Attorneys in the upcoming probate court trial on whether Shelly Sterling had authority under a family trust to sell the Clippers agreed today that the proceedings will focus on whether Donald Sterling was induced into undergoing mental examinations by two doctors without being told the reason.
But there will be no rebuttal testimony from Donald Sterling's attorneys challenging the findings by the two physicians that he was mentally incapacitated, which his wife maintains gave her authority to sell the team.
The trial, scheduled for next Monday, also will deal with whether Sterling's June 9 revocation of the trust had any impact on the proposed sale. Shelly Sterling's lawyers maintain the $2 billion offer from former Microsoft CEO Steve Ballmer was already accepted by her and that her husband's actions were meaningless.
Today's agreement concerning the scope of the trial was reached after Los Angeles Superior Court Judge Michael Levanas said he would not exclude Ballmer from participating in the trial. He then told the lawyers to take a recess and recommend what issues needed to be dealt with during trial.
Ballmer's inclusion in the case came over the objections of Donald Sterling attorney Gary Ruttenberg, who argued Ballmer is nothing more than a prospective buyer and not a "bona fide purchaser" who has a direct stake in the proceedings.
"He has nothing to do with the internal affairs of a trust," Ruttenberg said.
Ruttenberg also disputed Shelly Sterling's attorneys' argument that her husband authorized her to sell the team in a May 22 letter. He said the Clippers owner merely gave her permission to negotiate some of the issues.
Levanas denied a request by Donald Sterling's attorneys for a short delay in starting the trial. They had argued that they need time to bring in another doctor to testify that Sterling is not incapacitated.
Attorneys for Shelly Sterling and Ballmer maintain that a ruling by Levanas is needed by July 15 so the NBA can consider the proposed sale.
Ballmer's lawyer, Adam Streisand, lauded Levanas' actions.
"We're thrilled by what he did today," Streisand said.

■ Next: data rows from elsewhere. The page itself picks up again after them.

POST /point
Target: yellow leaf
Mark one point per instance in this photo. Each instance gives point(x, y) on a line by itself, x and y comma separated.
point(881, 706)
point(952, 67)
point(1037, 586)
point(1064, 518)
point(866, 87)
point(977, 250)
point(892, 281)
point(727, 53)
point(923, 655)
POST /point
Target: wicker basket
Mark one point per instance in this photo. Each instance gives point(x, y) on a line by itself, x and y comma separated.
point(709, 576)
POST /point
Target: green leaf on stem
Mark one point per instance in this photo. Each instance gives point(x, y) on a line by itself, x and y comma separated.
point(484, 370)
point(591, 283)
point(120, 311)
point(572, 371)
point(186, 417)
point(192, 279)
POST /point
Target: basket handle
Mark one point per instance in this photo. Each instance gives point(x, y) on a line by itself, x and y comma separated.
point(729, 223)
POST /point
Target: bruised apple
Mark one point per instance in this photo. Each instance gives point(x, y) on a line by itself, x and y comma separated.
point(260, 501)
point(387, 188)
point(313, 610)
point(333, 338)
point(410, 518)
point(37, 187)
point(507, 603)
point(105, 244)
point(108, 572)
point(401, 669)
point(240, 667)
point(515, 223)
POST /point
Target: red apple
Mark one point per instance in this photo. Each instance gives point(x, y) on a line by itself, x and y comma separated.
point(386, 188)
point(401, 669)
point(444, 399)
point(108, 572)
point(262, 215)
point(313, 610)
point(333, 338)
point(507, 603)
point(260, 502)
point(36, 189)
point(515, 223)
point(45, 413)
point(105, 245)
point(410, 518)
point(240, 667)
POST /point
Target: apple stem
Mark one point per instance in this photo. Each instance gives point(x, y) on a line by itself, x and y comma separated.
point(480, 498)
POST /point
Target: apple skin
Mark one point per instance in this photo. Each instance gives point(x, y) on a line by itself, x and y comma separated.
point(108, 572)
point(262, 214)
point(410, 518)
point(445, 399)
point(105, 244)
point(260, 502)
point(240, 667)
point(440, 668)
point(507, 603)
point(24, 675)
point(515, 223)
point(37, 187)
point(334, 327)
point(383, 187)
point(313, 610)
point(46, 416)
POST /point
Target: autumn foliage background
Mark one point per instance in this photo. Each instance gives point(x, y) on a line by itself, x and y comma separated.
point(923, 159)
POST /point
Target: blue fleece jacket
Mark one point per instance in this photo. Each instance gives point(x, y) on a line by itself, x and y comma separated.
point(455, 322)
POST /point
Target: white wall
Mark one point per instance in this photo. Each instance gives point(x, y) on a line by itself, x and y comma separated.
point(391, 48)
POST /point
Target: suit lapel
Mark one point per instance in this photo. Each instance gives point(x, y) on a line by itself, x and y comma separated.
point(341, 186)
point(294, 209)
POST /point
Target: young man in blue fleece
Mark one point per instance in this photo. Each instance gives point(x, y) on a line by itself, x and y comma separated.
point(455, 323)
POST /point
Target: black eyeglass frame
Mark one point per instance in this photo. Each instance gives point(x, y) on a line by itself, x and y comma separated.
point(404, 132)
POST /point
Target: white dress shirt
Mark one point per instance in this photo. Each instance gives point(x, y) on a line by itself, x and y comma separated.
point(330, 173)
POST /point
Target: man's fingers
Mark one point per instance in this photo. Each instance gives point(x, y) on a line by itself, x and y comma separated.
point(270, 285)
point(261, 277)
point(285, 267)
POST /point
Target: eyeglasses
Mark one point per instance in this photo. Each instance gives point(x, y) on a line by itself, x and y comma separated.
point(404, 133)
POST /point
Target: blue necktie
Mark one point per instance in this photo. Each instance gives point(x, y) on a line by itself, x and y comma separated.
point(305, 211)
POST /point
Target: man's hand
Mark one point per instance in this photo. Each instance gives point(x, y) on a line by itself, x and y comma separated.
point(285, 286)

Donald Sterling was banned from the NBA for life earlier this year following the public release of recorded conversations between him and companion V. Stiviano. Sterling is heard on the tape disparaging Stiviano for having her picture taken with black people and telling her not to bring them to Clippers games.
The league announced plans to take action against Sterling to force him to sell the team. But Sterling has since filed a lawsuit against the NBA, alleging violations of his civil rights. He has contended that he was recorded illegally while making emotional remarks during a "lovers' quarrel" with Stiviano.